To keep our text embeddings for our package documentation up to date, we first need to list our favorite packages. I have here a list of some of my favorite packages as part of the tidyverse, tidymodels, shiny, some packages for machine learning operations, natural language processing packages, and packages to interface with large language models. That list we can pass to a function called getPackagesToScrape, which will look to see if there have been updates to the package based off the package version. If it's out of date, you can then pass it to scrapePackageSites that will take that list of outdated packages, scrape the documentation, and recreate your text embeddings with the up-to-date documents.

It does its best to not recreate text embeddings for text it's already seen before, to be wise with its token spending budget, but it isn't perfect, and this is likely to be a somewhat expensive operation, I would estimate on the order of maybe a dollar or a few dollars if you're using the OpenAI text embedding endpoint for this. With these updated packages, you'll now get your responses coming from the querying chat GPT that provides the context for the latest and greatest from your favorite packages.

Accessibility and community

Most of what I've focused on so far is how we can use these large language models for productivity tools, but I want us to think a little bit beyond that, and specifically I want to give you two examples. Professor Michel Nouvard has taught me a lot. He's the original creator of the GPT Studio package, and he welcomed me at first as a co-author and eventually as maintainer of the package. Michel taught me what large language models can mean for accessibility.

Michel's dyslexic, and because of his dyslexia, he finds that tasks that others might find trivial like writing academic text or even crafting a trivial email to require deep work and focus from him. He takes issue with critics of large language models thinking that they only regurgitate mindless English. He says that these people have no idea how incredibly hard it is for me, Michel, a dyslexic non-native, to produce passable English. In addition to his academic duties, Michel is now training his own R-specific coding models inspired by the utility that he has found for his dyslexia and wanting to extend that to others. I hope to share more on these R-specific models soon.

He says that these people have no idea how incredibly hard it is for me, Michel, a dyslexic non-native, to produce passable English.

Another package co-author, Samuel Calderon, a data analyst at the Ministry of the Interior in Peru, taught me about the importance of language barriers in learning to code, and his experience mentoring peers in Peru, he found that they would often give up if the source documentation was not in their native language, finding it difficult to learn both another spoken language while also learning how to code. Because of his insights, the GPT Studio app now includes translations into Spanish and because of another open source contribution, German as well, to make it easier for others to use, but to also make them feel more welcome in using the app. I should also note that Samuel is the reason that we have streaming in the app. These are only two lessons, and I'm sure that I have many more to learn.

How you can contribute

Now that's where you come in. These packages, in addition to some others like Chatter or OpenAI, if you want to make direct queries to the OpenAI's API, are still wide open.

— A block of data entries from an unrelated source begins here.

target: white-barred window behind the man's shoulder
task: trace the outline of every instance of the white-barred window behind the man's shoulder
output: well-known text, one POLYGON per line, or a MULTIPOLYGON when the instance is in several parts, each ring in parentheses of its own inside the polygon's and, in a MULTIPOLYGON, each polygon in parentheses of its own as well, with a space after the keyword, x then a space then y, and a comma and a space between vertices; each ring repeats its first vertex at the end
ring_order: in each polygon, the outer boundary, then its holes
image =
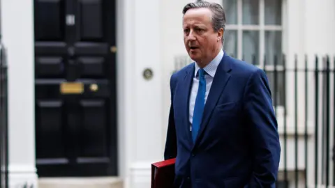
POLYGON ((223 8, 225 52, 264 68, 274 105, 283 106, 282 1, 223 0, 223 8))

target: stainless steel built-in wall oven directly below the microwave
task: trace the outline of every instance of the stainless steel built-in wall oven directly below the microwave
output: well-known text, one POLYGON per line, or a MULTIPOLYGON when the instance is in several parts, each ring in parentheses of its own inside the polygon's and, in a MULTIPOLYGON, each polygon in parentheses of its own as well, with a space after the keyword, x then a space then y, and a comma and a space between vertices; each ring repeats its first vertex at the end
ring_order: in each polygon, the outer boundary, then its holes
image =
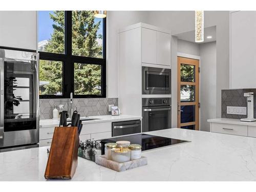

They each have single digit numbers of contributors, maybe a handful of issues and a couple open pull requests. It's a wide open landscape for you to contribute code and help define how we use these models. If you don't want to contribute code, I strongly encourage you to become users of some or all of these packages. Help us learn how we should use these large language models to help us get our work done. Help us make R the best place to use these large language models. Thank you.